O estudo de Fábio Ferreira sobre Carlos Frederico Lecor e os Voluntários Reais constitui uma das contribuições mais relevantes para reposicionar a Cisplatina no processo de Independência do Brasil11. Ferreira desloca o eixo interpretativo da narrativa, de caráter exclusivamente militar, para evidenciar a habilidade política de Lecor, comandante luso-brasileiro que desempenhou um papel central na manutenção do território oriental sob controle da Coroa bragantina e, depois, na transição para o Império do Brasil.

Segundo Ferreira, Lecor deve ser entendido menos como mero oficial militar e mais como um articulador político capaz de negociar com diferentes atores: elites montevideanas, tropas portuguesas, Voluntários Reais e, finalmente, o nascente Estado imperial. Sua pesquisa revela a ambiguidade do período 1822-1824, quando parte das tropas permanecia leal a D. João VI e às Cortes de Lisboa, enquanto Lecor, pragmaticamente, jurava fidelidade a D. Pedro I. Esse duplo pertencimento ilustra as contradições próprias de uma guerra travada em um espaço fronteiriço, em que a lealdade política não se confundia com as fronteiras nacionais ainda em formação. O mérito da pesquisa está em mostrar que o destino da Cisplatina foi forjado tanto nos campos de batalha quanto nas articulações políticas de Lecor e de seus aliados, integrando a história da guerra ao processo mais amplo da Independência brasileira.

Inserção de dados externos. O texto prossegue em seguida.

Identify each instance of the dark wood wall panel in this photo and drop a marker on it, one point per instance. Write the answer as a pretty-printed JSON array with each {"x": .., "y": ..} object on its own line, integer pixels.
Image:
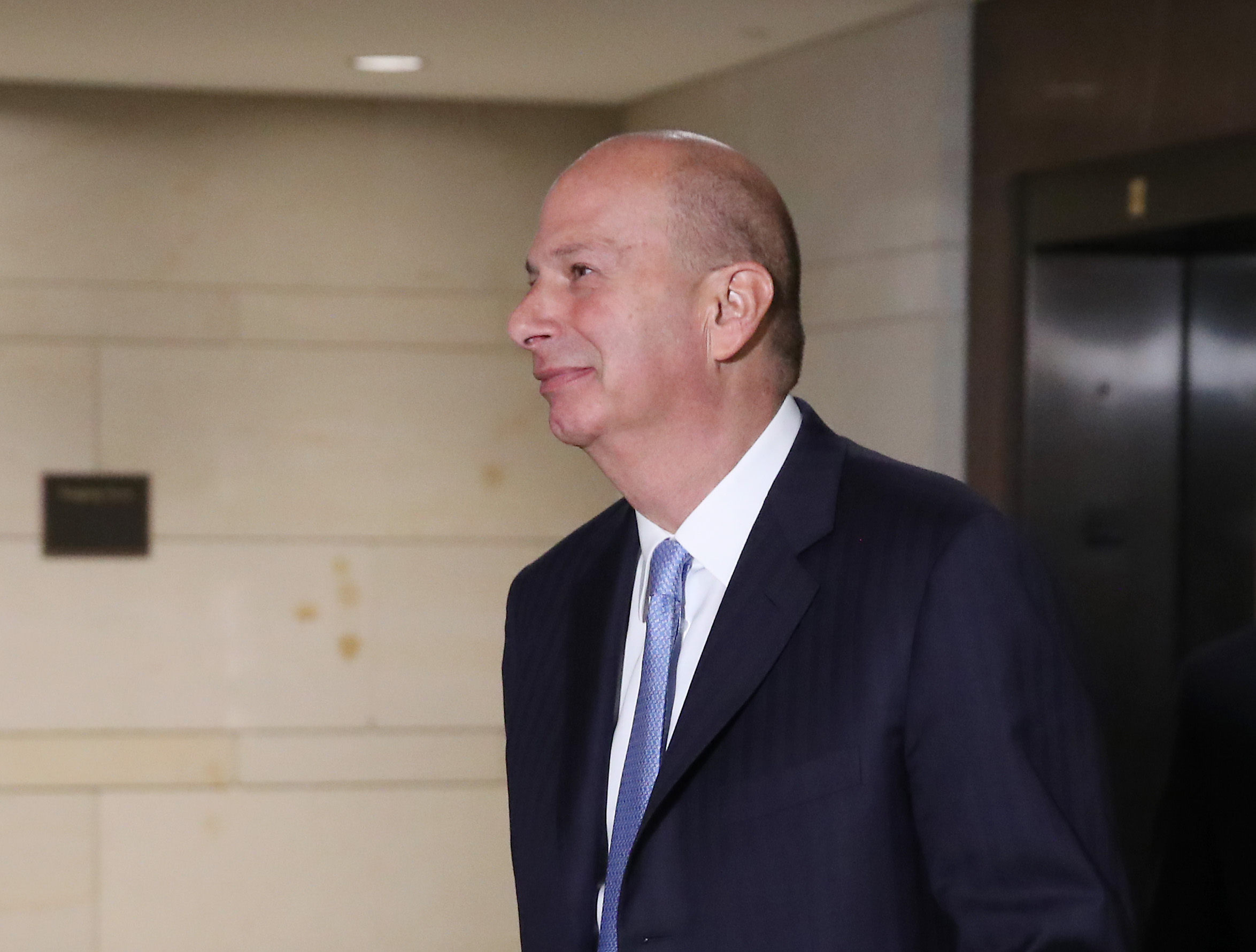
[{"x": 1058, "y": 82}]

Enquanto Ferreira privilegia a figura de Lecor, Murilo Dias Winter enfatiza a multiplicidade de projetos políticos que coexistiam na Cisplatina entre 1821 e 182412. Seu estudo revela como a independência do Brasil repercutiu de maneira específica na província, evidenciando as diferentes alternativas de futuro imaginadas pelos atores locais. Winter destaca a maneira pela qual a Cisplatina se tornou um espaço de imbricação das crises portuguesas e espanholas. A região não podia ser interpretada só como apêndice do Brasil, mas, sim, como um território onde se cruzavam projetos de soberania oriundos de Lisboa, do Rio de Janeiro, de Buenos Aires e das próprias elites e setores populares orientais13. Um ponto central é a valorização da imprensa como espelho das disputas políticas. Ao analisar jornais como o Pacífico Oriental, Winter mostra como a imprensa local traduzia tanto os temores quanto as esperanças diante da independência brasileira14. Dessa forma, a Cisplatina aparece como um espaço de experimentação política, onde se gestavam alternativas que iam da manutenção dos vínculos com Lisboa à adesão ao Império do Brasil ou à união com as Províncias Unidas.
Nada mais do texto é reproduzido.